Stationary phase-specific virulence factor overproduction by a lasR mutant of Pseudomonas aeruginosa

Abstract

Secreted virulence factors of the human pathogen Pseudomonas aeruginosa are often under quorum sensing control. Cells lacking the quorum-sensing regulator LasR show reduced virulence factor production under typical laboratory conditions and are hypo-virulent in short-term animal infection models, yet lasR mutants are frequently associated with long-term infection in cystic fibrosis patients. Here, I show that in stationary-phase or slow-growth conditions, lasR cells continuously and strongly produce the important virulence factor pyocyanin while wild-type cells do not. Pyocyanin overproduction by lasR cells is permitted by loss of repression by RsaL, a LasR-dependent negative regulator. lasR cells also contribute pyocyanin in mixed cultures, even under "cheating" conditions where they depend on their wild-type neighbors for nutrients. Finally, some clinical P. aeruginosa isolates with lasR mutations can overproduce pyocyanin in the laboratory. These results imply that slow-growing clinical populations of lasR cells in chronic infections may contribute to virulence by producing pyocyanin under conditions where lasR⁺ cells do not.

Figure 1. A lasR mutant overproduces pyocyanin under stationary-phase culture conditions.

A. A simplified diagram showing some of the regulatory pathways linking the three quorum-sensing systems of P. aeruginosa and exoproduct synthesis. Each system and its regulatory pathways is color coded. B. Plot of the number of live cells (colony-forming units) in static cultures of strains with wild-type (WT) PA14 (MTC772), PA14 lasR (MTC774), and PA14 lasR rhlR (MTC797) backgrounds in LB at 25°C. C. Pyocyanin quantification in static cultures of wild-type (WT) PA14 (MTC1), PA14 lasR (MTC390), and PA14 lasR rhlR (MTC626) in LB at 25°C. The inset image shows the appearance of the cultures in a 12-well plate after 7 d. All plots show the mean ± standard deviation of 3 biological replicates.

Figure 2. Wild-type and lasR mutant cells display distinct virulence gene expression patterns in stationary-phase culture.

Gene expression was measured using chromosomally integrated lux reporters in the listed strain backgrounds. Plots show the mean ± standard deviation of 3 biological replicates each composed of 3 technical replicates.

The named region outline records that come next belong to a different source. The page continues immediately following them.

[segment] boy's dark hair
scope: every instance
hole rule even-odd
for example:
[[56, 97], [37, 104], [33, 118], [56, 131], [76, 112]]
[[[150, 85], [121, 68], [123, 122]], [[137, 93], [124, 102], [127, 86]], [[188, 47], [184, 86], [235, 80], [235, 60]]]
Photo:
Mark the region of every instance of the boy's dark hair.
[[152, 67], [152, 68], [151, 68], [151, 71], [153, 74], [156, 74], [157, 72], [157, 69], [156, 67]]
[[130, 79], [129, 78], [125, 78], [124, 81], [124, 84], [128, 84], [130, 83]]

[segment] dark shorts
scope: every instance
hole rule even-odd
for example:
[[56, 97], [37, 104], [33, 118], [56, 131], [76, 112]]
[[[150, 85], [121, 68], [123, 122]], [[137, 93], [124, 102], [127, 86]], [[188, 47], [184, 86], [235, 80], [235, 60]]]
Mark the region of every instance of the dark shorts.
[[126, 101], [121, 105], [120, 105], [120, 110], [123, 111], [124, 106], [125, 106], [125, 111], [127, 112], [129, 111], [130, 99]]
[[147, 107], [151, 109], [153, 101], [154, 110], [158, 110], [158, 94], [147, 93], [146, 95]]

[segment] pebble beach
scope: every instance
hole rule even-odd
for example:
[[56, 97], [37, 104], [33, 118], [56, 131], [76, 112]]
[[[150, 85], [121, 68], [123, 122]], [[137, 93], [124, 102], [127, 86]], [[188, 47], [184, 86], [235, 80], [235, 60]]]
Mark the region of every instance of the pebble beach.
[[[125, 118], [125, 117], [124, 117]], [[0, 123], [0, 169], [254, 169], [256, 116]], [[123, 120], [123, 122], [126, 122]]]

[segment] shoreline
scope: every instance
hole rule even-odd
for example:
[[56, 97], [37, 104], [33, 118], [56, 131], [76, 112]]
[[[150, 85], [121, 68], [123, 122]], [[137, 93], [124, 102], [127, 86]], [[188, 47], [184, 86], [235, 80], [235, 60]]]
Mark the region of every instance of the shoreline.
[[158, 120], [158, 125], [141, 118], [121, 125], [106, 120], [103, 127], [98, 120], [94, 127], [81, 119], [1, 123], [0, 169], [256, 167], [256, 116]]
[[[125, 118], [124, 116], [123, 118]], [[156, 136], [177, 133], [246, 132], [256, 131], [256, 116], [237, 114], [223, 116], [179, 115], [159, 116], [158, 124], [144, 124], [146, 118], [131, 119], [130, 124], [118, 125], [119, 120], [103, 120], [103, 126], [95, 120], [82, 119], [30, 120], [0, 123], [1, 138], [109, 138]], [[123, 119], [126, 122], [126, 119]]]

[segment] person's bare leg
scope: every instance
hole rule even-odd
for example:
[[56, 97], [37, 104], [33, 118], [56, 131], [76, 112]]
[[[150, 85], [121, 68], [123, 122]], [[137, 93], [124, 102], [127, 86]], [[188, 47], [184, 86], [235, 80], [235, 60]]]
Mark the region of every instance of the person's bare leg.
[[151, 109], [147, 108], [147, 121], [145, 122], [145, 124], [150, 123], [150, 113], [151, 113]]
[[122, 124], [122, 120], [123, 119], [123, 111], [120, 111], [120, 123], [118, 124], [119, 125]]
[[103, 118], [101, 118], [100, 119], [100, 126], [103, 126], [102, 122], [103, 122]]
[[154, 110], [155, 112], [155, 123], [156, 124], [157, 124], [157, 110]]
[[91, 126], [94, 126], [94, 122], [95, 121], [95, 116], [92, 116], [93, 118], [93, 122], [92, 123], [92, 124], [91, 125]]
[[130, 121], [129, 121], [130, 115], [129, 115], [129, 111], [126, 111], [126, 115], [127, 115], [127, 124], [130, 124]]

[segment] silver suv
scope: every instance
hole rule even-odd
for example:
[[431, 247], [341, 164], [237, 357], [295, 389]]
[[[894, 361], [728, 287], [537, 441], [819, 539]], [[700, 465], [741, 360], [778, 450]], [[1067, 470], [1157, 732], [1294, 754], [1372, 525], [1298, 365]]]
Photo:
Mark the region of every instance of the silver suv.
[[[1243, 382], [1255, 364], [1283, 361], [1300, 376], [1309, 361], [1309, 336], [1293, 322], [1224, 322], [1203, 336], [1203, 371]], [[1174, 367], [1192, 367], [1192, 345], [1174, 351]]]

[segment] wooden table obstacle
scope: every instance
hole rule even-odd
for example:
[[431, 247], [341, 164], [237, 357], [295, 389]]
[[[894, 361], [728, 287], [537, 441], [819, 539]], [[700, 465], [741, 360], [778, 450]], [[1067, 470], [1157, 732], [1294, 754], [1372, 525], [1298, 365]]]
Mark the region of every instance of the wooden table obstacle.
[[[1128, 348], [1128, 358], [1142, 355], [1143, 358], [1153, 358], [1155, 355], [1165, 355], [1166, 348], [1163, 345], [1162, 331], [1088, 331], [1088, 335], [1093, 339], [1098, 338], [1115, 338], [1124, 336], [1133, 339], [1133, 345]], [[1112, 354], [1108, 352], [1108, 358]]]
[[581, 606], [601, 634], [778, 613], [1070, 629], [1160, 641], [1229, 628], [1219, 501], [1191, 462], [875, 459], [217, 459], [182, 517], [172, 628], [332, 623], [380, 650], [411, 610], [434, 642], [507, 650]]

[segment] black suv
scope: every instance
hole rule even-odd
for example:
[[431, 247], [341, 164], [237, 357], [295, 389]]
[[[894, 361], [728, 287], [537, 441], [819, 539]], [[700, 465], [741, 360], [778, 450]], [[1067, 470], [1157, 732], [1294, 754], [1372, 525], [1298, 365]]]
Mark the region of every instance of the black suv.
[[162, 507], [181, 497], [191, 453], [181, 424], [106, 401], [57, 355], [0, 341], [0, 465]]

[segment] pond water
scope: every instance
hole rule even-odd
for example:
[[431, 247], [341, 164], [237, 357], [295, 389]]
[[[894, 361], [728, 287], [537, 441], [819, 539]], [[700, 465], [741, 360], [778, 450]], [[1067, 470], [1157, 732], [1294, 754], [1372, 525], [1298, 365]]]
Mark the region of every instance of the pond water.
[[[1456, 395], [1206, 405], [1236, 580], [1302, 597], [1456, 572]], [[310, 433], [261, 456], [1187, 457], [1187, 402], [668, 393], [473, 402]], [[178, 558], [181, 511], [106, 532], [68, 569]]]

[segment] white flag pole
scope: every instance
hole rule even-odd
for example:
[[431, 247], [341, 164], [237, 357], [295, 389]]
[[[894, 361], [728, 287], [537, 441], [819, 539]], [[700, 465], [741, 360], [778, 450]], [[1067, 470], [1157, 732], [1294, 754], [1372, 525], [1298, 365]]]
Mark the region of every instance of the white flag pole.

Figure 3. Pyocyanin production by stationary-phase lasR mutant cells requires Rhl and quinolone signaling.

A. Pyocyanin quantification in the listed strains with or without the listed signaling molecules after 6 days of LB static culture at 25°C. The images to the right of the bar graph show the appearance of representative cultures. *, p<0.005; **, p<0.001. The differences between lasR and the 100 µM-complemented autoinducer-negative samples were not significant (0.04<p<0.33). B. Pyocyanin quantification in static LB cultures of the listed strains and conditions at 25°C. C. Pyocyanin quantification in static LB cultures of the listed strains at 25°C. All plots show the mean ± standard deviation of 3 biological replicates.

Figure 4. RsaL prevents pyocyanin production by stationary-phase lasR ⁺ cells.

A. Transcription from the rsaL promoter in wild-type (PA14) and lasR mutant cells in static 25°C LB culture. B. Pyocyanin quantification in static LB cultures of the listed strains and conditions at 25°C. All plots show the mean ± standard deviation of 3 biological replicates.

Figure 5. A lasR mutant contributes pyocyanin in a cheating mixture.

Starting mixtures were 1:4 lasR mutant to PA14 or PA14 phz. All plots show the mean ± standard deviation of 3 biological replicates. A. Pyocyanin quantification in shaking M9-casein medium at 25°C. Inset shows appearance of cultures after 7 days of incubation. B. Relative proportions of lasR mutant cells in the indicated mixtures after 7 days of incubation. The difference between the two mixtures was not significant (p = 0.12).

Figure 6. Clinical lasR isolates can overproduce pyocyanin.

A. Locations of mutations in the LasR protein detected by sequencing. The mutations are in clinical isolates from Ref. 17. B. Appearance of static LB cultures of PA14 and lasR laboratory strains and of clinical isolates (CF1-6) with and without lasR mutations. The cultures were grown for 12 days at 25°C to allow weaker phenotypes to develop.